Thermoresponsive bilayer hydrogel with switchable bending directions as soft actuator

Abstract

Shaping-deforming thermoresponsive hydrogel actuators have showed great potential toward comprehensive application in artificial intelligence including soft robots and advanced electronics. Despite research progress in designing hydrogels with complexed molecular and hierarchy structures, integrating feasible manufacturing process and switchable shape transformation remained a challenge. Herein, we reported a straightforward strategy to develop a novel actuator by asymmetric composed bilayer hydrogel. Poly(N-isopropylacrylamide) (PNIPAM) and poly(vinyl alcohol) PVA have been applied to fabricate PNIPAM/(PNIPAM/PVA) bilayer hydrogel in which water shrinkage speed could be tuned by PVA crystallinity. Interpenetration of PVA into PNIPAM network promised a faster water losing speed than PNIPAM while a slowed down water diffusion was observed when PVA crystalized during freezing/thawing cycle. Consequently, the hydrogel exhibits two opposite bending behavior under the same temperature-driven process.
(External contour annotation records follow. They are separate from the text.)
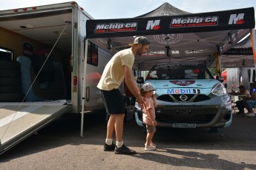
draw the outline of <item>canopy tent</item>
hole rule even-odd
[[[114,54],[129,47],[128,44],[135,36],[145,35],[151,45],[146,54],[135,58],[134,67],[139,70],[148,70],[156,62],[193,61],[209,67],[219,54],[236,44],[255,26],[253,7],[192,14],[164,3],[136,18],[87,20],[86,43],[88,39],[107,38],[100,47],[108,48]],[[85,72],[86,62],[85,75]],[[82,136],[85,85],[84,78]]]
[[[255,33],[256,30],[254,30]],[[221,67],[224,68],[255,67],[250,35],[221,55]],[[214,64],[212,64],[214,65]]]
[[[113,53],[128,47],[134,36],[151,41],[148,53],[137,56],[134,65],[146,70],[157,62],[203,63],[207,66],[249,33],[255,24],[253,7],[189,13],[168,3],[130,18],[88,20],[87,38],[108,38]]]

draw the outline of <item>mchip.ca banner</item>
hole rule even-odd
[[[253,7],[181,16],[88,20],[88,38],[254,28]]]

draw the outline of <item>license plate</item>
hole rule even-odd
[[[195,128],[196,123],[174,123],[173,128]]]

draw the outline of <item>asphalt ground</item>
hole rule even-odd
[[[256,117],[233,115],[231,127],[157,129],[156,151],[144,151],[145,134],[134,120],[124,143],[135,155],[104,152],[104,112],[66,114],[0,155],[0,169],[256,169]]]

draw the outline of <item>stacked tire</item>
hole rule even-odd
[[[22,101],[21,77],[18,61],[0,61],[0,102]]]

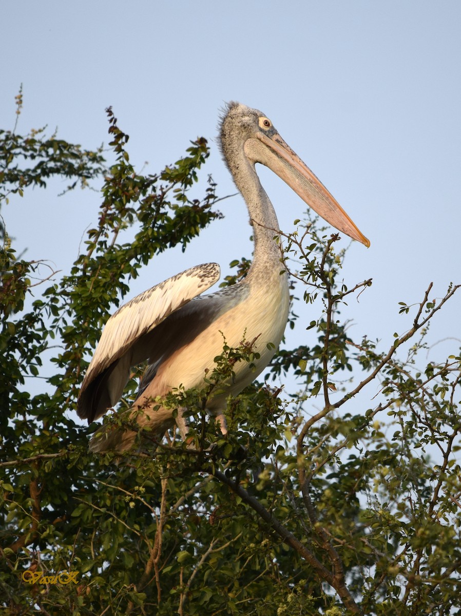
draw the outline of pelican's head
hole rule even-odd
[[[239,160],[243,150],[250,163],[269,167],[333,227],[370,246],[369,240],[262,111],[229,103],[221,118],[220,139],[221,152],[232,175],[233,161]]]

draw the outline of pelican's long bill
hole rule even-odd
[[[275,155],[277,164],[271,165],[272,170],[281,177],[298,195],[303,201],[312,208],[330,225],[357,240],[368,248],[370,241],[359,230],[332,195],[275,132],[273,136],[260,134],[258,136],[263,143]],[[272,162],[272,161],[271,161]]]

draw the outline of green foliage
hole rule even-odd
[[[172,431],[157,445],[147,432],[142,447],[123,457],[88,453],[87,429],[71,411],[103,323],[143,265],[168,247],[184,249],[219,216],[211,178],[201,198],[190,196],[208,155],[205,139],[142,176],[107,113],[108,167],[98,152],[43,131],[39,139],[0,134],[4,200],[51,174],[103,182],[86,252],[43,285],[39,299],[28,293],[40,264],[17,260],[4,238],[2,613],[461,614],[461,357],[420,364],[428,325],[457,286],[441,299],[430,299],[430,286],[416,304],[401,302],[404,333],[388,348],[354,342],[341,306],[371,280],[338,282],[337,236],[302,227],[282,233],[286,265],[299,265],[292,272],[298,294],[317,317],[301,323],[292,314],[309,338],[278,353],[266,383],[229,399],[229,435],[205,406],[237,362],[255,359],[251,341],[238,349],[223,341],[205,389],[168,395],[171,408],[191,409],[187,443]],[[52,141],[61,145],[46,146]],[[19,170],[39,154],[42,167]],[[248,264],[235,262],[225,284]],[[269,384],[288,375],[296,394]],[[30,379],[43,384],[40,393],[31,393]],[[360,394],[373,382],[374,394],[374,379],[380,393],[369,408],[372,396],[364,403]],[[77,572],[76,583],[57,581],[63,572]]]

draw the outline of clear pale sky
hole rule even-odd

In addition, the hydrogen bond interaction between PVA and PNIPAM endows the bilayer hydrogel with excellent interfacial adhesion, which prevents delamination after several freezing/thawing cycles and shrinkage/swelling cycles. Approaches in this study points to a future direction in designing and fabricating intelligent materials for several scenarios including soft robotics and biomedical devices. • The novel actuator with switchable bending direction was fabricated through asymmetric composed bilayer hydrogel. • Interfacial adhesion was enhanced by hydrogen bonding between PVA and PNIPM. • Bending speed and direction could be tuned by adjusting PVA crystallinity through freezing/thawing cycles.